Targeted visits to such traditional bazaars in tourist programs can provide an opportunity for direct dialogue with the public and local communities. These bazaars are not as formal and dull as permanent bazaars, since they build a more friendly relationship between store-keepers and customers. The main profession of store-keepers in periodic bazaars is not sales business. They are rather artists, ranchers or farmers who have come to offer their products to bazaar.

The second type involves permanent bazaars. It dates back to the Neolithic era when humans became sedentary in Iran.

In ancient and historical documents, Iran has been frequently mentioned together with its bazaars and the unique architectural style. For example, the documents refer to organized trade roads and bazaars developed along the way. During the Parthian era, Iran stood on the trade route between India/China and Mesopotamia/Byzantine, leading to Iranian progress in business and industrial transactions. The progress expanded separate independent bazaars each assigned to a specific product.

During the Sassanid era, bazaars emerged in the urban structure and development, finding their ordinary appearance these days. The technical term applied to these bazaars in urban development is spine. That is because a bazaar began at the city gate and stretched to the center, evoking a kind of spine throughout the general plan of the city.

This approach to bazaar development was adopted until the Islamic era, and has continued to some extent until today.

In the Islamic era, bazaars were regarded as the economic lifeline providing a space to display the legitimacy of the government right at the city gates, pointing to a route where the newcomers could arrive at city center, headquarters and the Imperial Palace. In fact, bazaar functioned as an arrow to any newcomer heading to the main attraction sight of the city. Along this road, a bazaar exhibited everything the city had to offer.

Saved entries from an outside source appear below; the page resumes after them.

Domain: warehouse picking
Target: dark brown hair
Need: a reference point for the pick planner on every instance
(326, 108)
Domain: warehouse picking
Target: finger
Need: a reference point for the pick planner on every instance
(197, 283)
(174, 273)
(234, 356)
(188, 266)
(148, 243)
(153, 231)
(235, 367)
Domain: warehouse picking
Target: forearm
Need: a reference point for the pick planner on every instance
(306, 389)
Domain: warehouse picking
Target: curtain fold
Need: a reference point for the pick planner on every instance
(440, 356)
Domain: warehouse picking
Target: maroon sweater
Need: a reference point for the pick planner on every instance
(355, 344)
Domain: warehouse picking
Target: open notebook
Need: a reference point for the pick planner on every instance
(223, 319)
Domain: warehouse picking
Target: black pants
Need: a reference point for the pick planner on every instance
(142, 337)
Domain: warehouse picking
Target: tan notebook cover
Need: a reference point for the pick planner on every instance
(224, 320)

It is completely clear that in any society, the stability of any kingdom depends on economic stability, showcased to the public in the bazaar.

Many Iranian tourist attraction cities such as Isfahan, Qazvin, Shiraz and Kerman house such bazaars. For example, the bazaar in Naqsh-e Jahan Square began from the Safavid gates and passed by majestic mosques, depicting the religious power in the royal palace (Ali Qapu).

Since all institutions such as schools, tekyehs, Hussainiyas, etc. require an economic basis for survival, they often housed traditional bazaars. For example, Tabriz Great Bazaar has been listed by UNESCO owing to its curious features, entailing 10 mosques and nineteen religious schools.

This has been dubbed as the world’s longest indoor bazaar and the most complete social organization among Iranian bazaars.